52      À titre liminaire, il convient de relever, à l’instar de l’EUIPO, que toute argumentation du requérant relative à la question de la propriété de la marque antérieure, développée dans le cadre du premier grief et reproduite notamment au point 37 ci-dessus, est inopérante, dans la mesure où la chambre de recours n’a pas fondé sa décision sur des considérations en ce sens. En effet, ladite chambre a fondé, en substance, sa décision sur le fait que, dans la mesure où la notoriété de la marque antérieure sur le territoire de l’Union n’avait pas été établie, l’une des conditions exigées pour l’application de l’article 8, paragraphe 1, sous a) ou b), du règlement no 207/2009, lu conjointement avec l’article 8, paragraphe 2, sous c), du même règlement, à savoir l’existence d’une marque notoirement connue au moment du dépôt de la demande d’enregistrement, n’était pas remplie.

53      Premièrement, il convient d’examiner le grief relatif à la possibilité, pour la chambre de recours, d’apprécier la notoriété de la marque antérieure quand bien même elle n’aurait pas été contestée par les parties.

54      En l’espèce, après avoir rappelé la jurisprudence selon laquelle la présentation d’un recours permet à la chambre de recours de procéder à un nouvel examen complet du fond de l’opposition tant en droit qu’en fait, ladite chambre a, au point 18 de la décision attaquée, estimé que la détermination du fait de savoir si les preuves présentées par le requérant pour démontrer la notoriété de la marque antérieure QUILAPAYÚN étaient suffisantes constituait un élément essentiel intimement lié à l’existence, à la validité et à la portée de la marque antérieure notoirement connue au sens de l’article 6 bis de la convention de Paris. Partant, en relevant que l’établissement du fait de savoir si les preuves présentées suffisaient à démontrer la notoriété de la marque antérieure constituait un facteur nécessaire pour déterminer l’existence ou non d’un risque de confusion, la chambre de recours a estimé, au point 19 de la décision attaquée, que, indépendamment du fait que les parties en conflit aient remis en cause les appréciations de la division d’opposition à cet égard, elle devait nécessairement déterminer si ladite division s’était livrée à une appréciation correcte des preuves présentées pour démontrer le caractère notoirement connu de la marque antérieure.

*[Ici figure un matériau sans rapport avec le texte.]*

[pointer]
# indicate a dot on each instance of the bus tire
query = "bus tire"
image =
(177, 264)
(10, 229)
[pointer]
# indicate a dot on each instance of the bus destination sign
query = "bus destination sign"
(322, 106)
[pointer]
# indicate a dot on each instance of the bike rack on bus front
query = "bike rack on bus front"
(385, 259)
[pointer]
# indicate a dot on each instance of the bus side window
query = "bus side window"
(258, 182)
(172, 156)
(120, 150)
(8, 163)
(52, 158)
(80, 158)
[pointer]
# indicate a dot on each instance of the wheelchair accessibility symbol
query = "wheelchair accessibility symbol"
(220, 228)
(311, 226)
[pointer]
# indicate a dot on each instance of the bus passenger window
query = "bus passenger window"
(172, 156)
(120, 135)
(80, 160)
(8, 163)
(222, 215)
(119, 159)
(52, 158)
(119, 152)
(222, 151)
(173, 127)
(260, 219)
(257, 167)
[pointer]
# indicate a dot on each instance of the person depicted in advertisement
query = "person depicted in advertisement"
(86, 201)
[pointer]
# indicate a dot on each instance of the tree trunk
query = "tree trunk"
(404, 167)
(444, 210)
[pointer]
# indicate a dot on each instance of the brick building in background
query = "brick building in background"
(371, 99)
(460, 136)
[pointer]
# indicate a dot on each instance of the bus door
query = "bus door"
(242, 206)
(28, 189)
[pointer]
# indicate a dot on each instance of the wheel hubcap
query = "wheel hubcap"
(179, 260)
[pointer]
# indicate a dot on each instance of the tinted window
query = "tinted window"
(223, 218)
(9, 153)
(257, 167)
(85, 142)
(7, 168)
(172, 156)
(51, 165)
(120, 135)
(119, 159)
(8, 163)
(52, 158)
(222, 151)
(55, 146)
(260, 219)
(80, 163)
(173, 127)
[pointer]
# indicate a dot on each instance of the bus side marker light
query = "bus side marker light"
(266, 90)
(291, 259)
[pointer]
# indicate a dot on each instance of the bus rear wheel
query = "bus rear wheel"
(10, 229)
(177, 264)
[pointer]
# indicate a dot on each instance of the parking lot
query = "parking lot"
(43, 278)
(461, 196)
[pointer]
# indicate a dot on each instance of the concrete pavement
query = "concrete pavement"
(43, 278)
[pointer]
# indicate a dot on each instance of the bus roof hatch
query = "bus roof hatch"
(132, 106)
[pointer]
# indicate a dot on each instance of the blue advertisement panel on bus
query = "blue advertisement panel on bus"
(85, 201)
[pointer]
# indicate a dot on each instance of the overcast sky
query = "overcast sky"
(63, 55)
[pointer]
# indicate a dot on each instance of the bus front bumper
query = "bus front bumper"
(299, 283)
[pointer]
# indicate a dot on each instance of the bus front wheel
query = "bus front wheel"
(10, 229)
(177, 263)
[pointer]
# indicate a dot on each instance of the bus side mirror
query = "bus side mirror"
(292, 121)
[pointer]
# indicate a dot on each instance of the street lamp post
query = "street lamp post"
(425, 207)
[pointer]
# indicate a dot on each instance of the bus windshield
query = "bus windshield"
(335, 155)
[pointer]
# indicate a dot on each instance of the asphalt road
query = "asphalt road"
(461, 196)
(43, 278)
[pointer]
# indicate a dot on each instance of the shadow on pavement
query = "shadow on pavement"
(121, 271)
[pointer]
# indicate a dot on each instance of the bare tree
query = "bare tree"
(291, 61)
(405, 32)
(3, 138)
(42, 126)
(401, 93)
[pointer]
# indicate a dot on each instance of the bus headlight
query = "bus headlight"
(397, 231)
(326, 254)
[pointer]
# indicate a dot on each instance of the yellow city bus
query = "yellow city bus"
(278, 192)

55      À cet égard, il convient de rappeler qu’il ressort de l’article 63, paragraphe 1, et de l’article 64, paragraphe 1, du règlement no 207/2009 (devenus article 70, paragraphe 1, et article 71, paragraphe 1, du règlement 2017/1001) que la compétence des chambres de recours implique un réexamen des décisions prises par les unités de l’EUIPO statuant en première instance. Dans le cadre de ce réexamen, l’issue du recours dépend de la question de savoir si une nouvelle décision ayant le même dispositif que la décision faisant l’objet du recours peut ou non être légalement adoptée au moment où il est statué sur le recours. Ainsi, par l’effet du recours dont elle est saisie, la chambre de recours est appelée à procéder à un nouvel examen complet du fond de l’opposition, tant en droit qu’en fait [voir arrêt du 13 décembre 2016, Guiral Broto/EUIPO – Gastro & Soul (Café del Sol), T‑548/15, non publié, EU:T:2016:720, point 21 et jurisprudence citée].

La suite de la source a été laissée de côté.